A Google search led me to WWOOF. I was immediately intrigued and signed up to work for a couple of weeks in the late summer on a farm in western Illinois. 

I had no idea that the adventure I was about to embark upon would coincide with loss, pain, confusion, grief, and radical change. In the time since that first Google search, both my parents have passed away. I participated in their final illnesses and in their deaths. At the same time I began a process of separation from my longtime collaborator.

My experience on the farm can only be seen through that prism. Today, I find the work I have done for so many years—reading and writing—immensely difficult. Today, I find peace, experience belonging when I am working on or exploring the land. So I will allow myself the luxury of a disjointed report.

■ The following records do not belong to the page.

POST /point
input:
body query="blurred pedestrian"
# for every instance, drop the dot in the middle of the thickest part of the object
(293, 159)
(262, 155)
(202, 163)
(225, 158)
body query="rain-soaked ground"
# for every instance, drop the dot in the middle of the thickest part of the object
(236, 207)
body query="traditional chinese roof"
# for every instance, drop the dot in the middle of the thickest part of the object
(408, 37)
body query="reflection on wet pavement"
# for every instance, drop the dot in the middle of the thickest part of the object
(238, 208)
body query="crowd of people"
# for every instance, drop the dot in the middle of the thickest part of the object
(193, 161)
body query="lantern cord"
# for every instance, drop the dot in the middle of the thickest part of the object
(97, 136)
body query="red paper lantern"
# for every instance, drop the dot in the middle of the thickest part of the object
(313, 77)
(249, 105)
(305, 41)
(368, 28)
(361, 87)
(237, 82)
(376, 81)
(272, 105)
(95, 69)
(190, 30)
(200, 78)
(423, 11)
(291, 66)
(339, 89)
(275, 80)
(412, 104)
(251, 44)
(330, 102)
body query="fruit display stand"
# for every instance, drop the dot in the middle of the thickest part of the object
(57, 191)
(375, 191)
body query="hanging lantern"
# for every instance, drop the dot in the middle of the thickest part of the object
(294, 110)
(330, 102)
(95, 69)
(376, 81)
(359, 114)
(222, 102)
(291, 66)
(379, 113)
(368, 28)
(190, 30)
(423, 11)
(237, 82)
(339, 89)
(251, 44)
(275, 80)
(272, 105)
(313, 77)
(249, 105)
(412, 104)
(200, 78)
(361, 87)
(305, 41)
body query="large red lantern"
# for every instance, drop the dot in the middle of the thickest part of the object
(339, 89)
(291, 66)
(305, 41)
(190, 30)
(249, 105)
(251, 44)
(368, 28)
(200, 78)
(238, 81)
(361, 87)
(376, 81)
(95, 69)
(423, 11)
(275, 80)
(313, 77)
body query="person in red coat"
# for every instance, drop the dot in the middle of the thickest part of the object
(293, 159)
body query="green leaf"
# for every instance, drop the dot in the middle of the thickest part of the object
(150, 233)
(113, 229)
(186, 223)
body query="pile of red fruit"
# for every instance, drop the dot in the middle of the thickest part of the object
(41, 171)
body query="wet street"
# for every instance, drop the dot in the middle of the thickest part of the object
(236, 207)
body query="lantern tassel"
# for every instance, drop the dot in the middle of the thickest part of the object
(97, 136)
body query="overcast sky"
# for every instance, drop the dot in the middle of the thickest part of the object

I arrived at St. Francis after a twenty-four hour bus ride, a month and a half after my mother died. I found a place and people that both challenged me and provided solace. That exposed me to new ideas and experiences and allowed me the comfort of the familiar. The pace of life at St. Francis is healing. The focus. The intensity. The connection to the land. The respect for it. The attention to it. I remember a line… in a play? or some movie? “Attention must be paid.” It is.

Then there was… The weird, uncontainable child-like joy of driving the tractor and running the sawmill. What is it about big machines?   The disappointment that I never succeeded in completing a milking. Who knew that milking a goat would use those muscles and that those muscles would simply stop and say “Nope. No more” after just a few minutes?   The conversations! The joy of shared intellectual curiosity while weeding, digging, mucking, walking. The challenge and fruit of the explorations in honesty and communication.

The details of each day, the feel of each day, the fact that each day I contributed something tangible: turned compost, fresh cheese, clover for tea, foraged food for goats and bunnies, hilled potatoes, moved rocks, gathered spring water.

Singing! Something I had not done out loud except on the rarest of occasions.

I recognize that the opportunity to be able to work hard and productively without the responsibility for the ultimate outcome—or the need for a successful outcome in order to survive—is a gift.